Mathematics For Economics And Business
Author :Ian Jacques ISBN :0273701959 Genre :Business & Economics File Size : 34.94 MB Format :PDF, ePub, Docs Download :454 Read :866
'clear logical patient style which takes the student seriously' John Spencer, formerly of Queen's University Belfast This market leading text is highly regarded by lecturers and students alike and has been praised for its informal, friendly style which helps students to understand and even enjoy their studies of mathematics. Assuming little prior knowledge of the subject, 'Mathematics for Economics and Business' promotes self-study encouraging students to read and understand topics that can, at first, seem daunting. This text is suitable for undergraduate economics, business and accountancy students taking introductory level maths courses. Key Features: - Includes numerous applications and practice problems which help students appreciate maths as a tool used to analyse real economic and business problems. - Solutions to all problems are included in the book. - Topics are divided into one- or two-hour sessions which allow students to work at a realistic pace. - Techniques needed to understand more advanced mathematics are carefully developed. - Offers an excellent introduction to Excel and Maple. New to this edition: - Brand new companion website containing additional material for both students and lecturers. - New appendices on Implicit Differentiation and Hessian matrices for more advanced courses. Ian Jacques 'was formerly a senior lecturer in the School of Mathematical and Information Sciences at Coventry University, and has considerable experience of teaching mathematical methods to students studying economics, business and accountancy.

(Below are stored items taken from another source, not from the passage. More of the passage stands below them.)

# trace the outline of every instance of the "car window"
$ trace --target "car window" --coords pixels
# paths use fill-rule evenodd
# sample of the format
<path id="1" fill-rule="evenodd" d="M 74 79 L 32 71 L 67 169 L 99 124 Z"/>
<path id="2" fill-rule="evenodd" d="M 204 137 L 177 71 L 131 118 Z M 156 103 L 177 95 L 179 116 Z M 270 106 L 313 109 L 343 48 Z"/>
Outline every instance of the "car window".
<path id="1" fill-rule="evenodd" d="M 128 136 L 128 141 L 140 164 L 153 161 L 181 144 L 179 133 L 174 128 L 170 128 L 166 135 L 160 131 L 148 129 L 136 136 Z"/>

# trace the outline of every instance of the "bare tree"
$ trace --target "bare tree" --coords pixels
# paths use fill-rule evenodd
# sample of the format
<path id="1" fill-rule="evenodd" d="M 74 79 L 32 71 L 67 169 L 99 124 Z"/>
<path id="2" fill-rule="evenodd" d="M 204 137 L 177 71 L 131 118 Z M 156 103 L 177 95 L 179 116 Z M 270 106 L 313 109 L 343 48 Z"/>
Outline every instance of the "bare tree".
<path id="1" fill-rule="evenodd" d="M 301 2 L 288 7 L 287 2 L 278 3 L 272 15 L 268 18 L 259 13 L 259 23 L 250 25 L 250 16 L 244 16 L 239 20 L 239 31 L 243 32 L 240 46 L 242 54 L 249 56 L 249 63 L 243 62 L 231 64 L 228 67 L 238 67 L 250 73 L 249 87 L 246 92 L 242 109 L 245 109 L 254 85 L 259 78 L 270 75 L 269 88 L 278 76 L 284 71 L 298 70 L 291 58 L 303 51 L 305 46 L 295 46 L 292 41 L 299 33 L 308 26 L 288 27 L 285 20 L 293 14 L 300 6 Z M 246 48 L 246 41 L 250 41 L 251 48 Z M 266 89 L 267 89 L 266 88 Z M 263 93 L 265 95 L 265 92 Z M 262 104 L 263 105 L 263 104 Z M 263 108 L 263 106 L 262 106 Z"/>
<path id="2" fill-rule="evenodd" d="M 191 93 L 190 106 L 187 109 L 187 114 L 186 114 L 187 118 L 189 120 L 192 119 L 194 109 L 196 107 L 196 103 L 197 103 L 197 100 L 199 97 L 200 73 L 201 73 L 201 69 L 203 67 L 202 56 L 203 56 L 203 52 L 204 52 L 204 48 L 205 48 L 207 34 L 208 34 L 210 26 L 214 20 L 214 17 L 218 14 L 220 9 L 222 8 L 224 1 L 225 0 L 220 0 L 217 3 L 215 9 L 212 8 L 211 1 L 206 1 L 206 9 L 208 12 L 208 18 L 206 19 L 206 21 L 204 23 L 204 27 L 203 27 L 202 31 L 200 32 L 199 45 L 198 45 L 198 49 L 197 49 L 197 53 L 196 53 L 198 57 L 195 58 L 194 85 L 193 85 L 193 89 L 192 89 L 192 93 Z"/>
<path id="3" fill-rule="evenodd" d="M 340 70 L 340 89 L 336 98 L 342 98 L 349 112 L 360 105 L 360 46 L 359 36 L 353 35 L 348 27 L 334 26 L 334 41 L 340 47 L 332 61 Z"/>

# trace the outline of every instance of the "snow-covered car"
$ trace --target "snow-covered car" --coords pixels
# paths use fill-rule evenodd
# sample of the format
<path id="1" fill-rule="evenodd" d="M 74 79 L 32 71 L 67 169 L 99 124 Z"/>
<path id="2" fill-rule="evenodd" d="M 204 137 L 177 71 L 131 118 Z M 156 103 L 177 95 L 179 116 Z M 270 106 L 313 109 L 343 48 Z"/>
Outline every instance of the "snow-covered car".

The third edition of Mathematics for Economists features new sections on double integration and discrete-time dynamic programming, as well as an online solutions manual and answers to exercises.
Student S Solutions Manual For College Mathematics For Business Economics Life Sciences And Social Sciences
Author :Raymond A. Barnett ISBN :0321946774 Genre :Mathematics File Size : 75.67 MB Format :PDF, ePub Download :639 Read :552
This manual contains detailed, carefully worked-out solutions for all the odd-numbered section exercises and all Chapter Review exercises. Each section begins with Things to Remember, a list of key material for review.
This manual provides solutions to approximately 500 problems appeared in various chapters of the text Principles of Mathematical Economics. In some cases, a detailed solution with the additional discussion is provided. At the end of each chapter, new sets of exercises are given.